On the basis of such assessments, researchers such as Cheryl Glenn, Professor at the Pennsylvania State University, argue that Aspasia seems to have been the only woman in classical Greece to have distinguished herself in the public sphere and must have influenced Pericles in the composition of his speeches. Some scholars believe that Aspasia opened an academy for young women of good families or even invented the Socratic method. However, Robert W. Wallace, Professor of classics at Northwestern University, underscores that "we cannot accept as historical the joke that Aspasia taught Pericles how to speak and hence was a master rhetorician or philosopher". According to Wallace, the intellectual role Aspasia was given by Plato may have derived from comedy. Kagan describes Aspasia as "a beautiful, independent, brilliantly witty young woman capable of holding her own in conversation with the best minds in Greece and of discussing and illuminating any kind of question with her husband". Roger Just, a classicist and Professor of social anthropology at the University of Kent, believes that Aspasia was an exceptional figure, but her example alone is enough to underline the fact that any woman who was to become the intellectual and social equal of a man would have to be a hetaera. According to Sr. Prudence Allen, a philosopher and seminary professor, Aspasia moved the potential of women to become philosophers one step forward from the poetic inspirations of Sappho.

In art

The 1979 installation artwork The Dinner Party by feminist Judy Chicago has a place setting for Aspasia among the 39 figured.

Historicity of her life

The main problem remains, as Jona Lendering points out, that most of the things we know about Aspasia are based on mere hypothesis. Thucydides does not mention her; our only sources are the untrustworthy representations and speculations recorded by men in literature and philosophy, who did not care at all about Aspasia as a historical character. Therefore, in the figure of Aspasia, we get a range of contradictory portrayals; she is either a good wife like Theano or some combination of courtesan and prostitute like Thargelia. This is the reason modern scholars express their scepticism about the historicity of Aspasia's life.

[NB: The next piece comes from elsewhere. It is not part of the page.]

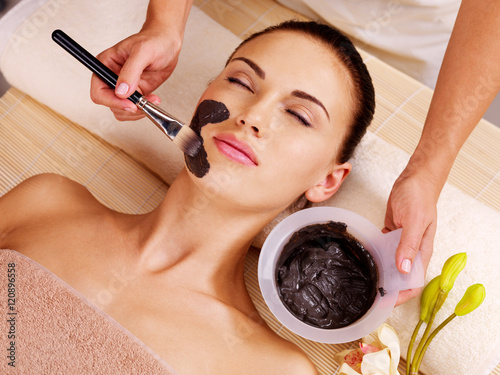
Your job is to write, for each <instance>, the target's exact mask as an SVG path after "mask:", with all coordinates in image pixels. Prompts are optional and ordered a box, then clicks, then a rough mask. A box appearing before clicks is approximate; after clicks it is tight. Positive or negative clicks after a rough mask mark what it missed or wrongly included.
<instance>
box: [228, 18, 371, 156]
mask: <svg viewBox="0 0 500 375" xmlns="http://www.w3.org/2000/svg"><path fill="white" fill-rule="evenodd" d="M276 31H291V32H298V33H301V34H303V35H308V36H310V37H312V38H313V39H315V40H318V41H320V42H322V43H323V44H324V45H326V46H328V47H329V48H331V50H332V52H333V53H334V54H335V56H336V57H337V58H338V60H339V61H340V62H341V63H342V64H343V66H344V67H345V68H346V69H347V71H348V73H349V78H350V82H351V86H352V90H353V91H354V92H353V93H351V97H352V98H353V102H354V109H353V113H352V114H351V124H349V125H350V126H349V127H348V131H347V132H346V134H345V137H344V140H343V142H342V148H341V150H340V151H339V154H338V155H337V161H338V162H339V163H344V162H346V161H347V160H349V159H350V158H351V157H352V155H353V153H354V150H355V149H356V146H357V145H358V144H359V142H360V141H361V138H363V136H364V135H365V133H366V130H367V128H368V126H369V125H370V123H371V121H372V119H373V114H374V112H375V89H374V88H373V83H372V80H371V77H370V74H369V73H368V69H367V68H366V65H365V63H364V62H363V59H362V58H361V56H360V55H359V53H358V51H357V50H356V47H354V45H353V43H352V42H351V40H350V39H349V38H348V37H347V36H346V35H344V34H343V33H342V32H341V31H339V30H337V29H336V28H334V27H331V26H328V25H324V24H321V23H318V22H314V21H305V22H303V21H293V20H291V21H285V22H283V23H280V24H278V25H274V26H270V27H268V28H266V29H264V30H262V31H259V32H257V33H254V34H252V35H251V36H250V37H248V38H247V39H245V40H244V41H243V42H241V44H240V45H239V46H238V47H237V48H236V49H235V50H234V52H233V53H232V54H231V56H230V57H229V59H228V62H229V61H231V59H232V57H233V55H234V54H235V53H236V52H237V51H238V50H239V49H240V48H241V47H242V46H243V45H245V44H246V43H248V42H249V41H251V40H253V39H255V38H257V37H259V36H261V35H263V34H268V33H271V32H276Z"/></svg>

According to Wallace, "for us Aspasia herself possesses and can possess almost no historical reality". Hence, Madeleine M. Henry, Professor of Classics at Iowa State University, maintains that "biographical anecdotes that arose in antiquity about Aspasia are wildly colorful, almost completely unverifiable, and still alive and well in the twentieth century". She finally concludes that "it is possible to map only the barest possibilities for [Aspasia's] life". According to Charles W. Fornara and Loren J. Samons II, Professors of Classics and history, "it may well be, for all we know, that the real Aspasia was more than a match for her fictional counterpart".